I'll think about it a little while longer.


But if you can execute a criminal for multiple deaths - why-ever not pull the charter for a corporation that does the same?

It seems to be the rule of law for humans. And these days the moral suasion of churches that don't teach christianity but teach the hatred of humanists=liberals. So the corporations that fund that bad christianity - they get more votes. And then they get power. And then they get wars or deregulation. So lying and fooling and lack of humanity is rewarded in the market (& market interventions & regulations to benefit said few corporations). While humans get penalized when they are working and go for power (unions) or AARP trying to get drug prices down.

Moral relativism says not to judge one group over another. That you cannot say one group is better than another. That all parts of society deserve governance or whatever democracy is doling out. So being against moral relativism for neocons means taking a stand. (and apparently hate that is politically expedient). Except in the market.

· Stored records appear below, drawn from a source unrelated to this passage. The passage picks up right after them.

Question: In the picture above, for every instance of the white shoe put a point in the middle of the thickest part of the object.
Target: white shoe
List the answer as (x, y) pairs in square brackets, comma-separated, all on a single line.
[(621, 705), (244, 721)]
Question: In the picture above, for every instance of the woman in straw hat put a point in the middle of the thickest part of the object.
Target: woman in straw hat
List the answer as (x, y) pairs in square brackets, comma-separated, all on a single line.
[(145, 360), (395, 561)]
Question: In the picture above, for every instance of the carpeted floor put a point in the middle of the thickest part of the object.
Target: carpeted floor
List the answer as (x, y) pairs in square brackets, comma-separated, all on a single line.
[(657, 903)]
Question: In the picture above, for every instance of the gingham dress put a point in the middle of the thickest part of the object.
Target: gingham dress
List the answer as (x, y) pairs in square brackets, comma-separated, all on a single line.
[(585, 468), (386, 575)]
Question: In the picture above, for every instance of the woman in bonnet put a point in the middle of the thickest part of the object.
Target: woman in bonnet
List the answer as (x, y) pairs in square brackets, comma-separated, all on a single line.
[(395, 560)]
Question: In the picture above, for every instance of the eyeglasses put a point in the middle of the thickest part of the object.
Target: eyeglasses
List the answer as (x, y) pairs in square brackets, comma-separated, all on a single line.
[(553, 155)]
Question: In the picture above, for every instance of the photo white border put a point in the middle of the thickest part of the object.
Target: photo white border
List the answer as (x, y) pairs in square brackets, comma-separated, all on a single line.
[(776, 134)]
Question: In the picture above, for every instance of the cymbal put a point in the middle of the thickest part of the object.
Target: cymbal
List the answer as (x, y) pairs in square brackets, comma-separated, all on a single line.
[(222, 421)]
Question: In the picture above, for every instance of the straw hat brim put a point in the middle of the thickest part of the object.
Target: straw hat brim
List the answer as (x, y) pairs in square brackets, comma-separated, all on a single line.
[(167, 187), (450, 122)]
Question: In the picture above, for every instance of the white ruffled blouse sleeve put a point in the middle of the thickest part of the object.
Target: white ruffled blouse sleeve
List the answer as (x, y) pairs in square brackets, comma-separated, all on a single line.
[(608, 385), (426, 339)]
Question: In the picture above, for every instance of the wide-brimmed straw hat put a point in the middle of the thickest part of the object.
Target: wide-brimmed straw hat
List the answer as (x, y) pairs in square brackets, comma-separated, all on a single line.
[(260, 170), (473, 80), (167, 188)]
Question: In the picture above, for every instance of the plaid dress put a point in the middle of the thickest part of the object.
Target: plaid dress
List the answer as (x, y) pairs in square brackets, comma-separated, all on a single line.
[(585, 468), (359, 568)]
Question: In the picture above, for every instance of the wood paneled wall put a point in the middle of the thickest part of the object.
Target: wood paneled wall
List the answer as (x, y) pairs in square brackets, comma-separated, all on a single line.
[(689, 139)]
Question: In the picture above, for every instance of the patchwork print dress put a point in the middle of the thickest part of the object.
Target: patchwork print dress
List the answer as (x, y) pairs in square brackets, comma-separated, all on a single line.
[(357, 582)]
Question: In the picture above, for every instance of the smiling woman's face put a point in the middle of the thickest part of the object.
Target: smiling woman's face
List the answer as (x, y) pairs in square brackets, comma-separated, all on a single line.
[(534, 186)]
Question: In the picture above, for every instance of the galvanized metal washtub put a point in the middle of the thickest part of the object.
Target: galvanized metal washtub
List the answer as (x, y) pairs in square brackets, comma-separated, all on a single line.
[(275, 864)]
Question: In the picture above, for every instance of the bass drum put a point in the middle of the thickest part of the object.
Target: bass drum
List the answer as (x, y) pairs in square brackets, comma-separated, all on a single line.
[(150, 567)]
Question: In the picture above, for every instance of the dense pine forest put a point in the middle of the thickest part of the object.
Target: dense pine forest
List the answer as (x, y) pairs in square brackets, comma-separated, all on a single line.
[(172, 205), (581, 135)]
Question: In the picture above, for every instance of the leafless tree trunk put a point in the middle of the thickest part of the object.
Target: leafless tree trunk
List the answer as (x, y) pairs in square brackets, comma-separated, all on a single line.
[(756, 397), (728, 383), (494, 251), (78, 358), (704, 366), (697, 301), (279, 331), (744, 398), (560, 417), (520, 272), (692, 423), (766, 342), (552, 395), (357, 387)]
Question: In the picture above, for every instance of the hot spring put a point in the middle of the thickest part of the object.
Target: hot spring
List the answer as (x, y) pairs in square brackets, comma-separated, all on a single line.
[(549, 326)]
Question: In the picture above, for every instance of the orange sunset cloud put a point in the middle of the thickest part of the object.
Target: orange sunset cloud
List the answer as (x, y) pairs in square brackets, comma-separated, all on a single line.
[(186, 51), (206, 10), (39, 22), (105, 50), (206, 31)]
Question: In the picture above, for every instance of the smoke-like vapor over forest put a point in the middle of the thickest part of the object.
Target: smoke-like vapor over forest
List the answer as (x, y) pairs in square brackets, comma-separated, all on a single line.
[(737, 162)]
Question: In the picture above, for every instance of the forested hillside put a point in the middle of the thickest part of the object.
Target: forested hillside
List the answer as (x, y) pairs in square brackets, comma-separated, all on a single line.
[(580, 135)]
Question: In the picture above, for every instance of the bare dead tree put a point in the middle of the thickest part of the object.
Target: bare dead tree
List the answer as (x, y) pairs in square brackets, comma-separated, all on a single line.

Why are corporations allowed another set of "unchristian" rules in this case? Why should there not be a set of rules about what makes a one corporation deserving of rewards & regulations vs. another? And we are not allowed to judge them. Because the market will take care of it? The laws of the jungle? Because the markets require perfect information to work best? Like human beings don't need the best information to work well too? Humans seem to need a type of christianity conceived by trotskyites and funded by oil companies to inform them.

I mean if they want a drag on society to be penalized and feel some pain... 3 serious violations and you are out.

Don't know. Seems to me their anti-moral relativism is actually more morally relative than Liberalism.